SecureText  

We use SecureText which is a .NET Library to encrypt and decrypt text by a self-signed certificate installed in certificate store. 

Most of our applications support this library but not all. To make sure, the application we are working on support SecureText, navigate to its folder and make sure we have SecureText.dll. 


Also, make sure we have securetext.dll Version 5.6.0.39887 or newer.


Once these conditions are met, proceed to the following steps to encrypt the data. 

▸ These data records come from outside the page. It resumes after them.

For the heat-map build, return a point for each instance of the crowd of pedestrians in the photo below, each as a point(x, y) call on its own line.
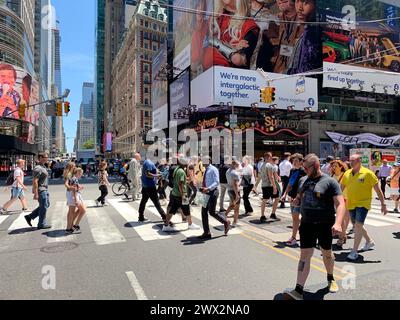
point(325, 200)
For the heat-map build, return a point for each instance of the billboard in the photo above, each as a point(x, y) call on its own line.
point(259, 40)
point(179, 97)
point(213, 38)
point(354, 50)
point(17, 86)
point(107, 142)
point(242, 88)
point(159, 89)
point(373, 158)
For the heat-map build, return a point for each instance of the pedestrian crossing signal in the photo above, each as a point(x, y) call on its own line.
point(59, 109)
point(21, 110)
point(267, 95)
point(67, 107)
point(263, 95)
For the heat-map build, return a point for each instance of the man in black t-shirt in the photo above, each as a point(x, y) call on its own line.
point(318, 195)
point(294, 178)
point(223, 168)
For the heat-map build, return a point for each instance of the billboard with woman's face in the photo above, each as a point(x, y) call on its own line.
point(225, 41)
point(247, 34)
point(18, 87)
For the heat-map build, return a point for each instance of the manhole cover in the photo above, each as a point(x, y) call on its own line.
point(59, 247)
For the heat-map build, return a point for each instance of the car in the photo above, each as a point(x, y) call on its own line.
point(342, 52)
point(328, 54)
point(391, 60)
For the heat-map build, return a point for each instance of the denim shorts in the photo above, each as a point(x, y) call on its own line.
point(295, 210)
point(358, 215)
point(17, 193)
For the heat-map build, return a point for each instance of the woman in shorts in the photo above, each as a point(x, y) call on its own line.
point(338, 168)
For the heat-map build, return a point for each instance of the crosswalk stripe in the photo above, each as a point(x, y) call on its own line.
point(3, 218)
point(19, 223)
point(102, 227)
point(147, 231)
point(59, 224)
point(381, 217)
point(196, 212)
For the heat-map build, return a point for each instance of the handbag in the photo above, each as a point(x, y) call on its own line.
point(246, 181)
point(202, 199)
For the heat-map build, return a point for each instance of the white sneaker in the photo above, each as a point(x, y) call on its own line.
point(368, 245)
point(193, 226)
point(353, 255)
point(169, 229)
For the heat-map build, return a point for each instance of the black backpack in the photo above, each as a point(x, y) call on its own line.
point(171, 175)
point(10, 179)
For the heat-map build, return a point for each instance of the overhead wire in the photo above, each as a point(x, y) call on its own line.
point(236, 17)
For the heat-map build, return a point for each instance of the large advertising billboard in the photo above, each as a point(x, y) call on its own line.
point(242, 88)
point(179, 96)
point(241, 36)
point(159, 90)
point(362, 52)
point(18, 87)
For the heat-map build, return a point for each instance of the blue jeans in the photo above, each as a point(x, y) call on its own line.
point(44, 204)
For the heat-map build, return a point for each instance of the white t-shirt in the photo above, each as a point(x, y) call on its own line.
point(285, 168)
point(18, 173)
point(248, 171)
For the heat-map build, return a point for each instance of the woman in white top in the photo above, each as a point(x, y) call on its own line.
point(18, 188)
point(71, 203)
point(248, 182)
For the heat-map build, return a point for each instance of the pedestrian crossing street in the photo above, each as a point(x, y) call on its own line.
point(106, 229)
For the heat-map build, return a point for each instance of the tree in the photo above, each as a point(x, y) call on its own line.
point(89, 144)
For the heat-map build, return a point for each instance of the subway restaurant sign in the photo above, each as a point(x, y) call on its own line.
point(273, 123)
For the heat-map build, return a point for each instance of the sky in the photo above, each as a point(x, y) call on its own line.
point(77, 31)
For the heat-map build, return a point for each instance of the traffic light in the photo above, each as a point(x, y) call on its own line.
point(272, 91)
point(67, 107)
point(263, 94)
point(59, 109)
point(21, 110)
point(270, 95)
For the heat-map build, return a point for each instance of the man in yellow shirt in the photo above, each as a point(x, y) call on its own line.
point(359, 182)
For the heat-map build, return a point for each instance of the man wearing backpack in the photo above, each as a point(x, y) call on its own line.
point(40, 193)
point(179, 198)
point(16, 181)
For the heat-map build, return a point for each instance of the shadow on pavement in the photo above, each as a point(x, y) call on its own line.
point(342, 257)
point(23, 230)
point(261, 223)
point(195, 240)
point(319, 295)
point(282, 244)
point(57, 233)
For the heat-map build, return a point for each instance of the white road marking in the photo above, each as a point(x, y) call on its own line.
point(136, 286)
point(19, 223)
point(148, 231)
point(102, 227)
point(3, 218)
point(59, 224)
point(196, 212)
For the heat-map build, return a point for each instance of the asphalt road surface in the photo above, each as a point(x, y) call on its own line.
point(115, 257)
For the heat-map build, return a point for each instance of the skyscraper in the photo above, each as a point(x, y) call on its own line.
point(57, 133)
point(99, 70)
point(41, 66)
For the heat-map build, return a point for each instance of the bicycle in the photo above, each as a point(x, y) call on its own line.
point(120, 187)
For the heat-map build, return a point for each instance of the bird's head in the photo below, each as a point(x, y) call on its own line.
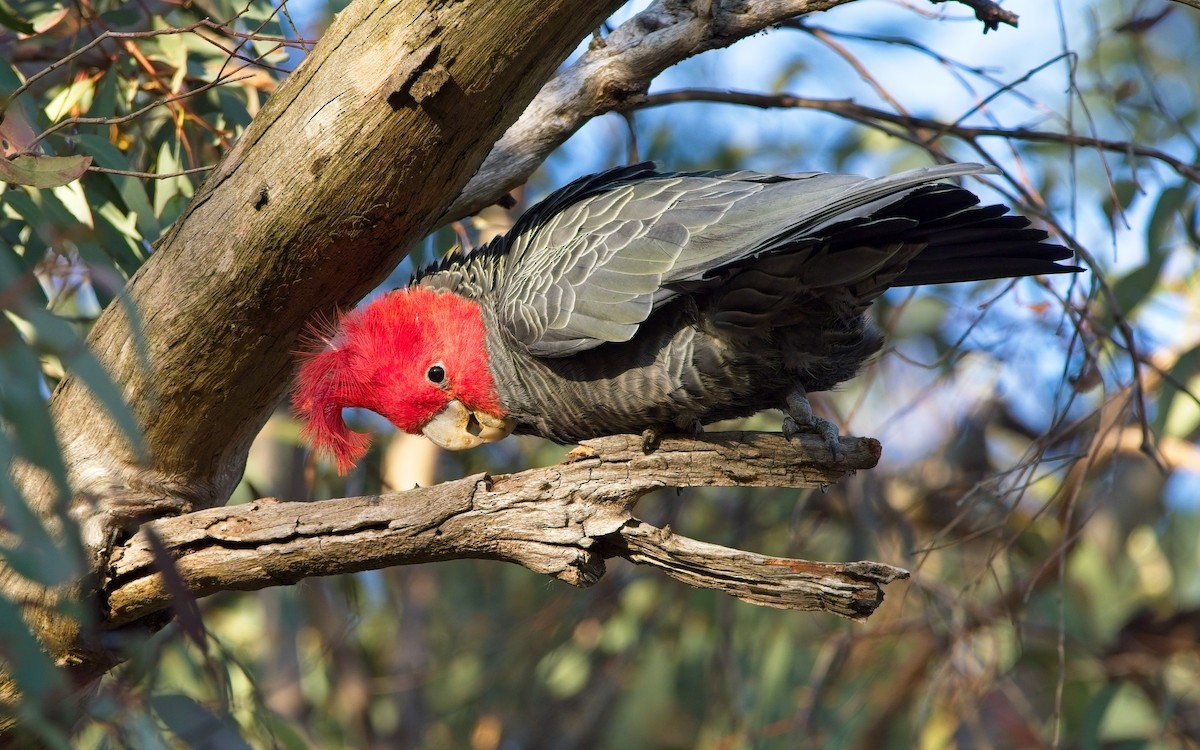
point(415, 357)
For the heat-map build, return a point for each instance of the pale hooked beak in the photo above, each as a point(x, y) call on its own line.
point(456, 427)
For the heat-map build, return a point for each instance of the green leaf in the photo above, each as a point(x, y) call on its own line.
point(10, 18)
point(196, 725)
point(43, 171)
point(55, 335)
point(16, 132)
point(37, 556)
point(23, 405)
point(24, 658)
point(1167, 210)
point(132, 190)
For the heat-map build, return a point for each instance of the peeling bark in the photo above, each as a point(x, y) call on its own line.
point(562, 521)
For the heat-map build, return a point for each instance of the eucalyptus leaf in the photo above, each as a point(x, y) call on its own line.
point(197, 726)
point(10, 18)
point(43, 171)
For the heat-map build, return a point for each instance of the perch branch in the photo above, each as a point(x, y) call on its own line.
point(562, 521)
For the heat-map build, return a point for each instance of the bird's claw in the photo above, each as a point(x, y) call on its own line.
point(651, 439)
point(802, 419)
point(823, 427)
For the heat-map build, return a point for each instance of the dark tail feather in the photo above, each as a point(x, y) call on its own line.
point(966, 241)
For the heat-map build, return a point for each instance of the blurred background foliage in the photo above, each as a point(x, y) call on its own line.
point(1041, 474)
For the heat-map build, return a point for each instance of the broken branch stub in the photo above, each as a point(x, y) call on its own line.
point(563, 521)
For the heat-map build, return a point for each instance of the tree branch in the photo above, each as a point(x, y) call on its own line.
point(927, 129)
point(347, 165)
point(619, 67)
point(613, 70)
point(562, 521)
point(987, 11)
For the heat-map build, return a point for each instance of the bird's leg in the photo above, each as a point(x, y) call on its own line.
point(801, 418)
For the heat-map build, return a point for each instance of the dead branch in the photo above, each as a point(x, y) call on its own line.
point(621, 66)
point(924, 129)
point(987, 11)
point(562, 521)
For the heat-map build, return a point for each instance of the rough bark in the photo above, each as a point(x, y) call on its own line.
point(349, 162)
point(561, 521)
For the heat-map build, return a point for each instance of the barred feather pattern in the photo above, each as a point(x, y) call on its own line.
point(634, 300)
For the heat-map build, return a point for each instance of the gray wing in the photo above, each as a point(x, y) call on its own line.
point(592, 262)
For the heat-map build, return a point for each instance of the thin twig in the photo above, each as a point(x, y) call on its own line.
point(871, 115)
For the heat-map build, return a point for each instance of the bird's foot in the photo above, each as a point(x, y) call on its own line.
point(651, 439)
point(802, 419)
point(653, 436)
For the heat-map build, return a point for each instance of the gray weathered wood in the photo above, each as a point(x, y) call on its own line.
point(561, 521)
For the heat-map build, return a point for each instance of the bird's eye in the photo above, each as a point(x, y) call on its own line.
point(436, 373)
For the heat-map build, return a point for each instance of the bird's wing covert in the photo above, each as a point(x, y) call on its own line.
point(589, 263)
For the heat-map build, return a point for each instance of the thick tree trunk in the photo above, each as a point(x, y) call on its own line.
point(351, 161)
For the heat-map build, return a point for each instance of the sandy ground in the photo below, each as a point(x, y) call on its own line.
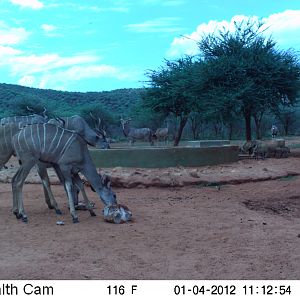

Step 1 - Create a self-signed certificate

Run the following script to create a self-signed Certificate on the machine where we want to encrypt data.

# Define the certificate parameter values
$certSplat = @{
    DnsName = 'DoctoEncCert-sliq-New'
    KeySpec = 'KeyExchange'
    KeyUsageProperty = 'All'
    KeyUsage = @('KeyEncipherment','DataEncipherment','KeyAgreement', 'CertSign','CRLSign','DigitalSignature')
    Type = 'DocumentEncryptionCert'
    CertStoreLocation = 'Cert:\\CurrentUser\\My'
    NotAfter = (Get-Date).AddYears(2)
}
# Create the self-signed document encryption certificate
$cert = New-SelfSignedCertificate @certSplat

Copy the thumbnail of the certificate. 

ls Cert:\ -Recurse -DocumentEncryptionCert


NOTE : Make sure the certificate is accessible to the user running the service/application. If required, Export the created self-signed certificate (PFX) and re-import it on the Personal Certificate Store of that user.


Step 2: Cryptography tool

Download and copy the latest version of the Cryptography tool from TFS to the host machine. 

https://tfs-1.slq.me/tfs/DefaultCollection/Agile/_packaging?feed=Release&package=CryptographyTool&version=5.6.2221.39707&protocolType=NuGet&_a=package#

Before proceeding to encrypting the data, make sure that the Cert we generated earlier is valid and can encrypt and decrypt text as follows.

Encrypt Data:

  1. Paste the Cert Thumbnail copied in first step. 
  2. Write any text in Decrypted Text field. 
  3. Click on Encrypt. 
  4. We should have encrypted data in Encrypted Text field as shown. 

Decrypt Data:

  1. Paste the Cert Thumbnail copied in first step. 
  2. Paste the encrypted data from last step in encrypted Text field. 
  3. Click on Decrypt. 
  4. We should have Decrypted data in Decrypted Text field as shown.

Step 3 - Configure SecureText.dll.config file as follows.

Open the SecureText.dll config file as follows. 

  1. Update Type as CertDecrypt
  2. Update AuthCertThumbprint copied in the first step. 


Note: We can use this SecureText.dll.config for all other applications that are on the same machine and that support SecureText library. 

Step 4 - Encrypt the data with the tool

Copy the API, connection string or any other data that needs to be encryped and encypte it with the tool as shown in step 2 and paste it in the config.

Make sure to have encrypted: in front of the encrypted text. 

<ADOConnectionString>encrypted:s2N5ys5rWAihCI4XRujtijekgJNzzWY/VeByiy7P+3/lyJgLb0+/w+rhu2oE17WZP0zL211FNaUA8+VHev1eakF/cIwYvVr7L90jeJGF1KEgo/Zc1/z/3OEXjjmvYNcSkW/oQad/luoKzOz4hM5FXhNDRDRpaUW+aTLw1ytaOk20Xjby6qGsk60rio3GHvptiROhYkvKeMVGwD6/kVCSI+4eY0ftKIVCXgCpZ+yZuL5gLA0GQyF9PeP7C8ppnNZfWmMHsYtD3c8xhxe5kiLLP0BFsjQi+Q86BaLz4XRs48rJJQibye23NwlImpaGMnsU8RZTtV7AJgSwG+bfZCsHLA==</ADOConnectionString>

The config file will look like


Once all the sensitive information is encrypted, restart the application.